Nowadays, differential privacy (DP) has become a well-accepted standard for privacy protection, and deep neural networks (DNN) have been immensely successful in machine learning. The combination of these two techniques, i.e., deep learning with differential privacy, promises the privacy-preserving release of high-utility models trained with sensitive data such as medical records. A classic mechanism for this purpose is DP-SGD, which is a differentially private version of the stochastic gradient descent (SGD) optimizer commonly used for DNN training.
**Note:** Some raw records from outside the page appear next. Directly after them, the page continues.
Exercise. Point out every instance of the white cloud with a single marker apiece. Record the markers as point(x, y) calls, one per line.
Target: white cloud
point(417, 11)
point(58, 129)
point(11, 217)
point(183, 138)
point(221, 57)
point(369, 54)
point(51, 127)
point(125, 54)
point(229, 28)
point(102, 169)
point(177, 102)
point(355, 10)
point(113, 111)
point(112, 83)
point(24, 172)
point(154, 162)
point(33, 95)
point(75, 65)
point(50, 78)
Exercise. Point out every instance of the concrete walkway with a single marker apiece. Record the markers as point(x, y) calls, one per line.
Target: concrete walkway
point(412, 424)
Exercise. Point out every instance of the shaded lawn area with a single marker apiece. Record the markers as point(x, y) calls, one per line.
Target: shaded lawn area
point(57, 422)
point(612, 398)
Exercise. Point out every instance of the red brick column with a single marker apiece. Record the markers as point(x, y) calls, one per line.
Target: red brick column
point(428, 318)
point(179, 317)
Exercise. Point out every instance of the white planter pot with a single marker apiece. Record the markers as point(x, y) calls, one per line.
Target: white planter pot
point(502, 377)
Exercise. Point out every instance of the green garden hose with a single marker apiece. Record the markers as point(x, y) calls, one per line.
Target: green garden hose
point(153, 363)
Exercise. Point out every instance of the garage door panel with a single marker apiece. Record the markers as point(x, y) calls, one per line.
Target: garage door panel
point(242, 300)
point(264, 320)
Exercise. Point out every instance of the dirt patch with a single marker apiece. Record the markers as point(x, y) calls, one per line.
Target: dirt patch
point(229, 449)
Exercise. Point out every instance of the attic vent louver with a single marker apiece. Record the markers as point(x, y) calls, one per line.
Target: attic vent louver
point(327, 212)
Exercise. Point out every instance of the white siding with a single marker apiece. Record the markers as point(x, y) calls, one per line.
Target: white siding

Subsequent approaches have improved various aspects of the model training process, including noise decay schedule, model architecture, feature engineering, and hyperparameter tuning. However, the core mechanism for enforcing DP in the SGD optimizer remains unchanged ever since the original DP-SGD algorithm, which has increasingly become a fundamental barrier limiting the performance of DP-compliant machine learning solutions. Motivated by this, we propose DPIS, a novel mechanism for differentially private SGD training that can be used as a drop-in replacement of the core optimizer of DP-SGD, with consistent and significant accuracy gains over the latter. The main idea is to employ importance sampling (IS) in each SGD iteration for mini-batch selection, which reduces both sampling variance and the amount of random noise injected to the gradients that is required to satisfy DP. Integrating IS into the complex mathematical machinery of DP-SGD is highly non-trivial. DPIS addresses the challenge through novel mechanism designs, fine-grained privacy analysis, efficiency enhancements, and an adaptive gradient clipping optimization. Extensive experiments on four benchmark datasets, namely MNIST, FMNIST, CIFAR-10 and IMDb, demonstrate the superior effectiveness of DPIS over existing solutions for deep learning with differential privacy.